Сноха в больничке. А они с Алешей обшаривают вокзалы и отделения полиции. Нашли. Разыскали свое мелкое сокровище. В электричке чуть ли не под Тверью.
Алексей сгреб мальчика в охапку. Повторял, что они его заберут. Что давно решили и не передумают. Просто бумажки, справки. Вся тянется. Но вот-вот. И ему надо учиться у родителей и бабушку слушаться. И мелкому или мелкой, не ясно же пока, кто у Алены родится, пример подавать.
– Какой пример?
– Жалеть бабушку! У нее нервы не железные.
Димка внимал, морщился. Потом уточнил:
– Бабушку жалеть?
– Да. Обязательно. И…
– И?
– Алене помогать.
– Хорошо.
P. S. Алена родила двойню. Квартира перестала быть огромной. По коридору катаются на трехколесных велосипедах, по углам играют в прятки, из кухни в прихожую бегают наперегонки.
Помещаются! И на этом огромное спасибо замечательному прадеду Алексею Алексеевичу.
Димка настоял, чтобы портрет академика повесили над его кроватью. Он на него поглядывает, когда делает уроки.
Анне Анатольевне все чаще кажется, что суровое лицо покойного мужа на пафосной официальной фотографии странным образом смягчилось. Что он вот-вот улыбнется или запоет любимую казачью песню.
Татьяна Чернецкая, Наталя ШумакСестра-хозяйка
Клава была образцовой сестрой-хозяйкой отделения. Полный порядок на вверенном ей участке. У персонала чистые, идеально отглаженные халаты. Пациенты тоже лежат на хорошем постельном белье.
Санитарки, построенные требовательной старшей сестрой и под присмотром Клавы, намывают полы, протирают тумбочки. Все сверкает. Как и положено в хорошей хирургии.
На подоконниках цветочки. Украшают помещение и радуют глаз.
У Клавы в ее возрасте (хорошо за сорок) не было детей. Позже я узнала, что сын погиб в армии. А муж сначала пил, потом развелся и уехал. Невысокая и крепкая Клава выстояла.
Я увидела ее уже в новом периоде жизни. Который назывался – Клава заводит семью. Берет под опеку двух соседских детей, брошенных никчемной пьющей матерью.

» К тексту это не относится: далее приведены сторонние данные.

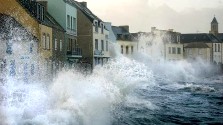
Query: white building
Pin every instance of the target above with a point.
(161, 45)
(127, 42)
(18, 57)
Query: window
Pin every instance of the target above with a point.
(102, 28)
(31, 47)
(173, 50)
(169, 50)
(44, 41)
(71, 23)
(96, 26)
(178, 38)
(48, 41)
(178, 50)
(190, 51)
(102, 45)
(96, 44)
(200, 51)
(39, 9)
(42, 13)
(127, 50)
(12, 68)
(61, 45)
(106, 45)
(69, 46)
(122, 49)
(215, 47)
(74, 23)
(68, 21)
(9, 47)
(55, 44)
(32, 69)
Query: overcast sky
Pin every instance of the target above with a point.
(185, 16)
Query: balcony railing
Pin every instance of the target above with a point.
(98, 52)
(75, 52)
(71, 31)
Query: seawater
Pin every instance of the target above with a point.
(126, 91)
(123, 92)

Брат с сестрой часто ночевали на площадке. Мать водила сожителей, а их выдворяла. Клава и приютила обоих. Помню, что с документами она возилась долго, никак не могла справиться до тех пор, пока решительно не обратилась за помощью к главврачу. Записалась на прием. Привела с собой и мальчика, и девочку. Все втроем они попросили выручить их.

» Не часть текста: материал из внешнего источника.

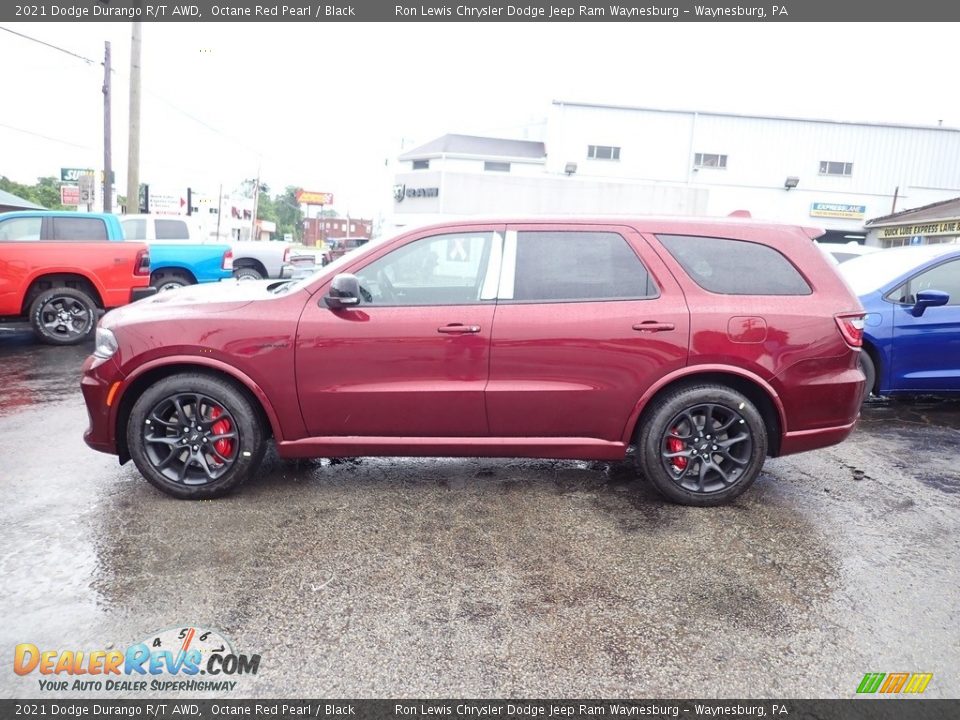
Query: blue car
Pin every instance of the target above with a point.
(911, 338)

Главный был тот еще хитрец и умница. Клаву, как идеального работника (пусть и низового звена, но что будет с больницей, если плохо свою работу будут делать санитарки и хозяйки?) ценил. Имел хорошие выходы наверх. Позвонил, попросил… И дело сразу ускорилось, сестра-хозяйка через три-четыре месяца стала официальным опекуном.
Сказать, что она расцвела? Из хмурой тетки без возраста превратилась в энергичную симпатичную женщину? Все именно так.

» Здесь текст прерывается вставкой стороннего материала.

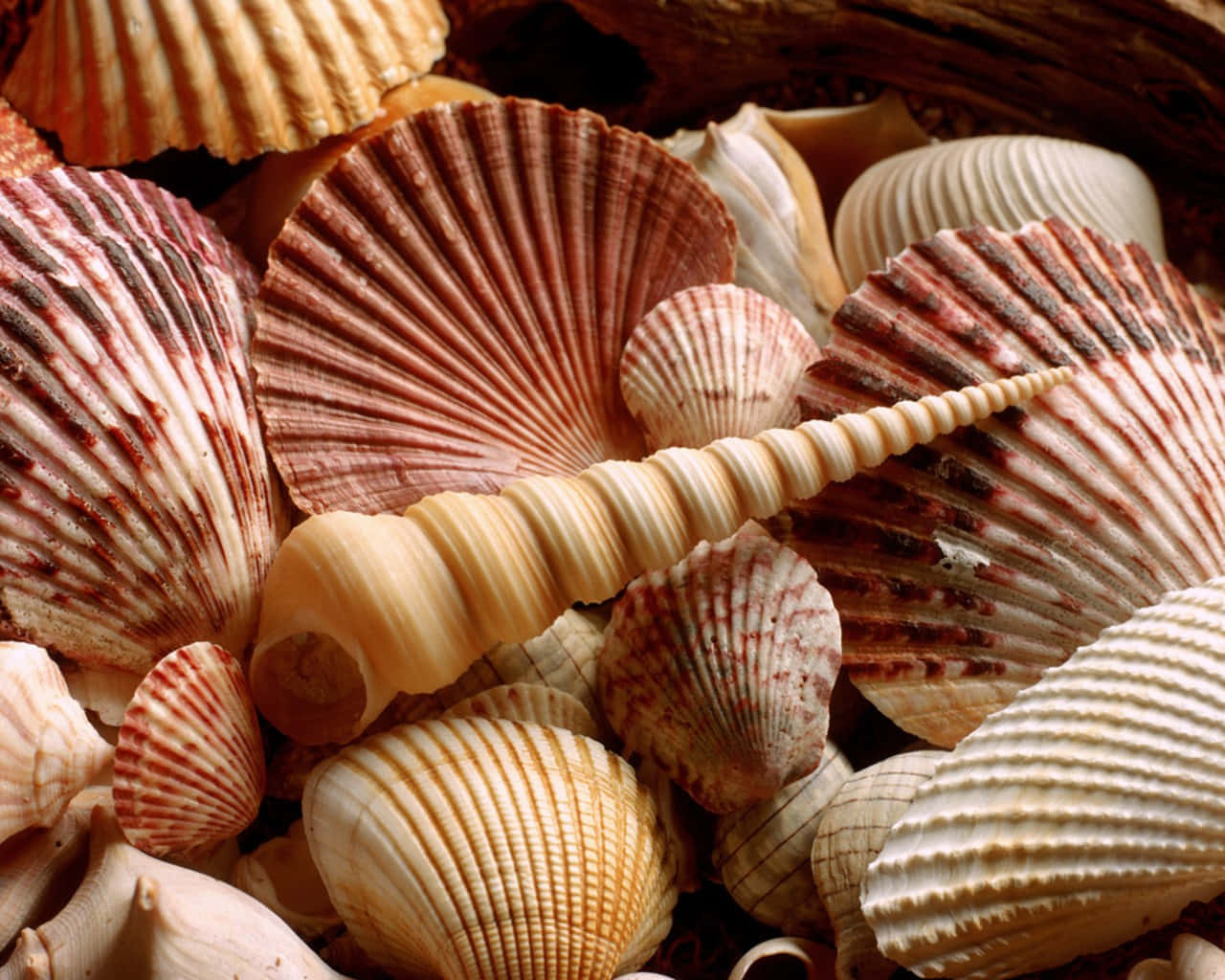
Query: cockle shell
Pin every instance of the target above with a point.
(721, 666)
(446, 307)
(359, 607)
(1087, 812)
(48, 748)
(189, 765)
(1003, 182)
(122, 79)
(478, 848)
(140, 513)
(711, 362)
(962, 569)
(764, 853)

Ей пришлось окунуться в проблемы с садиком и школой. Все в отделении старательно пугали Клаву, что детки генетически происходят от алкашни, в кровных родственничков пойдут. Сорвутся, еще и замучают благодетельницу. Покатятся по наклонной. Словом, страшилки озвучивались одна другой хлеще. И все из реальных примеров…
Нервы Клаве брат с сестрой и правда трепали. Но малышка довольно быстро стала называть опекуншу мамой. И от звуков этого слова Клава изменилась до неузнаваемости.
Глаза блестят, походка энергичная. На губах бледная помада. А седые редкие кудряшки покрасила в каштановый. Словно отмотала назад лет десять.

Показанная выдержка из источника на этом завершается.